Among the data that the company released was a rise in revenue of 14 percent from 2011. One year ago, Sirius XM saw revenue of $762.6 million compared to the $867.4 million they raked in over the third quarter of 2012. The negative aspects of the report showed that the company had to shoot its finances in the foot by retiring quite a bit of debt. The net earnings for the company hit just $74.5 million for the three month period that ended on September 30. That number was a steep 28 percent drop from a year ago when they earned $104.2 million.
How did the company rake in more revenue but had less total earnings? The company retired more than $107 million in debt which could mean healthier bottom lines in the near future and especially when it comes to the fourth quarter of 2012. Despite what could be sunny forecasts for the future, analysts were still less than impressed by the report since most had expected them to post earnings that would allow them to show about two cents per share.
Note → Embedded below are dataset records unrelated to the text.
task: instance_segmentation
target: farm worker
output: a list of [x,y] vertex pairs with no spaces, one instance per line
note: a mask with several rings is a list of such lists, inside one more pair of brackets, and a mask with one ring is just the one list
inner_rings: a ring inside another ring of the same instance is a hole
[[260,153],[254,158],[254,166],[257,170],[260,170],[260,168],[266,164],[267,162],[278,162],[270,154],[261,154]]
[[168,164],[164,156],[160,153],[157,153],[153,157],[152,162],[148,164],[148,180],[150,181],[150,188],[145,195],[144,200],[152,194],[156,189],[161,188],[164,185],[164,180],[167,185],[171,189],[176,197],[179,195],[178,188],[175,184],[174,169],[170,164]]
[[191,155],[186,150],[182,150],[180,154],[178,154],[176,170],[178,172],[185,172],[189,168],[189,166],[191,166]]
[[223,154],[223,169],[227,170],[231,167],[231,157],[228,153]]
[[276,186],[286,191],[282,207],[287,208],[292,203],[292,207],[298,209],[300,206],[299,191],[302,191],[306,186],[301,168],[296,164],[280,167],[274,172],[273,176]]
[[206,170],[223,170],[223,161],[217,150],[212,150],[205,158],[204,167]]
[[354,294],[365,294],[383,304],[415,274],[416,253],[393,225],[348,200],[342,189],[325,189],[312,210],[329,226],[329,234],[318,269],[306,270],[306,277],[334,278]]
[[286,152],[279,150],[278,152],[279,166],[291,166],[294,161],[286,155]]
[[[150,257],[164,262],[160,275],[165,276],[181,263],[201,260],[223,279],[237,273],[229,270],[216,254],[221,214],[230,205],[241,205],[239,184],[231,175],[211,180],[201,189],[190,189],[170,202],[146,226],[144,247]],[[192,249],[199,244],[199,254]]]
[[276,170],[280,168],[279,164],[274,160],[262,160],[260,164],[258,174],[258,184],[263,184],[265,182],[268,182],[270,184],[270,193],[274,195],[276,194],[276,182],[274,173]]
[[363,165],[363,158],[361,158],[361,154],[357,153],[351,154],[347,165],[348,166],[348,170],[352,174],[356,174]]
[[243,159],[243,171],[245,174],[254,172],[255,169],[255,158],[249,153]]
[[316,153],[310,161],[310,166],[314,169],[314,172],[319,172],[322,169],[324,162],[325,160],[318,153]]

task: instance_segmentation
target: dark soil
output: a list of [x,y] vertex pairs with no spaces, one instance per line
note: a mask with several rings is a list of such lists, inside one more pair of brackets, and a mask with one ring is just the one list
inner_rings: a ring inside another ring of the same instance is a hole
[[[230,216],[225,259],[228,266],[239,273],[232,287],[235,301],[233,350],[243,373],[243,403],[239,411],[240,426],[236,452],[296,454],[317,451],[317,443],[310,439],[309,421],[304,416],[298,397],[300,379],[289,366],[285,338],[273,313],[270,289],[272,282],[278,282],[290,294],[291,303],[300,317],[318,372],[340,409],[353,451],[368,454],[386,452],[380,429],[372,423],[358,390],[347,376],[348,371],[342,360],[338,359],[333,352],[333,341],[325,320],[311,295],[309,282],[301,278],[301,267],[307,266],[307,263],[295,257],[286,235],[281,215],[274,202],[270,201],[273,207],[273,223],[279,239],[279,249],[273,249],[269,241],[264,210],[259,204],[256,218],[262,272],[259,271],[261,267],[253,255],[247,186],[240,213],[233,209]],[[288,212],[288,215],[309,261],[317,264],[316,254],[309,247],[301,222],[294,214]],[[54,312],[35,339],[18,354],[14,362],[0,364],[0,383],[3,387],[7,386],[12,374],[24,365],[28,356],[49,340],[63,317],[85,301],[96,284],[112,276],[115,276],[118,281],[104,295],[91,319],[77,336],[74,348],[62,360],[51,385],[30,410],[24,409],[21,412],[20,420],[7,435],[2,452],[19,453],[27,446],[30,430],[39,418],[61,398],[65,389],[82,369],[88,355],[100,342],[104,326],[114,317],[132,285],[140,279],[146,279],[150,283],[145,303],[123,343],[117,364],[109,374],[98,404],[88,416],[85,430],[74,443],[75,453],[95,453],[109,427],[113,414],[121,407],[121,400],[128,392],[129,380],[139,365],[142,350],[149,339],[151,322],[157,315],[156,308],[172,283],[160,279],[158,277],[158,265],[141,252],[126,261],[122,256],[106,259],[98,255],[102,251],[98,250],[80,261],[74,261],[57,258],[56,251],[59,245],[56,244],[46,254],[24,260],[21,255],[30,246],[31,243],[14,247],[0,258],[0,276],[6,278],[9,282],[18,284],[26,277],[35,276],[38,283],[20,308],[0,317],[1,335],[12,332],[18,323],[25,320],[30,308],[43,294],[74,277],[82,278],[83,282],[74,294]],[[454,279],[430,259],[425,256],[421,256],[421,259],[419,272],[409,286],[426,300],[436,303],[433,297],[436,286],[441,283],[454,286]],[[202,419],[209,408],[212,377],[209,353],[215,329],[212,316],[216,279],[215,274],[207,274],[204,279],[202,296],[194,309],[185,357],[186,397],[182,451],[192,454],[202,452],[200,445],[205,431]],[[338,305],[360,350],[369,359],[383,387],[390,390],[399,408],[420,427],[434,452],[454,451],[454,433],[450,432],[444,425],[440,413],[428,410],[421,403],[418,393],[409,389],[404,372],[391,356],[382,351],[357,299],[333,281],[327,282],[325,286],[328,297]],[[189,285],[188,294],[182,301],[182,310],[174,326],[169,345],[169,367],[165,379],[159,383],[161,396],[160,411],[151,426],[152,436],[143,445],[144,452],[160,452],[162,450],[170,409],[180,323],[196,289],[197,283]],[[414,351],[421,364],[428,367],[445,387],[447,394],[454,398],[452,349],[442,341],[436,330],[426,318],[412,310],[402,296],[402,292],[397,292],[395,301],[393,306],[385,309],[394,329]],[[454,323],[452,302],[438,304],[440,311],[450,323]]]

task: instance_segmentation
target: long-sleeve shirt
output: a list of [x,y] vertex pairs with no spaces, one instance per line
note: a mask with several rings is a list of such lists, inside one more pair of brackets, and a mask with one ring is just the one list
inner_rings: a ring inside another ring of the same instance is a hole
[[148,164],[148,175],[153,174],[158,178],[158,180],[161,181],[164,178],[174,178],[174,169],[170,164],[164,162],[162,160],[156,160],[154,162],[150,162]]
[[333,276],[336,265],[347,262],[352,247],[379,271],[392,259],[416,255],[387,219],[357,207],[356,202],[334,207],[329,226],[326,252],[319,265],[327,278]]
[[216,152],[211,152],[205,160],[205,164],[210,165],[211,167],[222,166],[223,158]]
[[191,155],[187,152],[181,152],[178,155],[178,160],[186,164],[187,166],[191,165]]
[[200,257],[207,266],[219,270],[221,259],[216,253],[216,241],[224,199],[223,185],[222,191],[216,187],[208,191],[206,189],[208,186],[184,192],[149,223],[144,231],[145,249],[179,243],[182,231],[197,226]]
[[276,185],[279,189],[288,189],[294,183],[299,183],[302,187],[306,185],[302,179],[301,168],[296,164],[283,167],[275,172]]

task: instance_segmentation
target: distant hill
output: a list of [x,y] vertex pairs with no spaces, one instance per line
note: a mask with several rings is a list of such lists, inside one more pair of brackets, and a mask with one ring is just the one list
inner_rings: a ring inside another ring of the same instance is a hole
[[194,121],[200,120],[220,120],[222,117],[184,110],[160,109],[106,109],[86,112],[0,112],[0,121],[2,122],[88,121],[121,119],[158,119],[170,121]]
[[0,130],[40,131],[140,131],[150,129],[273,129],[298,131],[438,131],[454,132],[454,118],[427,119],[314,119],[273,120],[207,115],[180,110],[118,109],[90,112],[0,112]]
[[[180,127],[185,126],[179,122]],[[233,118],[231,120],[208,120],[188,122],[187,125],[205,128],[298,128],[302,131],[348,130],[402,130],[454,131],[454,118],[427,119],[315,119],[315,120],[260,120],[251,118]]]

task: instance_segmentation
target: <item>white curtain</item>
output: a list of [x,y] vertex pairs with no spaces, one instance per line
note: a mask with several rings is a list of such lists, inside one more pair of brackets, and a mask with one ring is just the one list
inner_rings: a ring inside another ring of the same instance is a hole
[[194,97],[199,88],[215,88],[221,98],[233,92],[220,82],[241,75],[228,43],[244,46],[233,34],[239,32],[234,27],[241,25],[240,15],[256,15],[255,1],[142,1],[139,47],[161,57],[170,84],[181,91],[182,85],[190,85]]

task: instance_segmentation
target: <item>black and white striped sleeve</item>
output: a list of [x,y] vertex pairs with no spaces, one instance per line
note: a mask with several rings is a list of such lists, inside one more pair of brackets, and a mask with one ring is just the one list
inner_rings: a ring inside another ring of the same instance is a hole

Their earnings ended up paying out about one cent per share when the smoke cleared.
The company says that they had a net gain of 446,000 and expects to have a net gain over the year of about 1.8 million subscribers. They are currently sitting at just over 23.4 million current subscribers. The company owes quite a bit of success to in car radios that come complete with free trials of their satellite service. The company is looking to build on that with moves like the new deal they just signed with Nissan to get more telematics into their vehicles.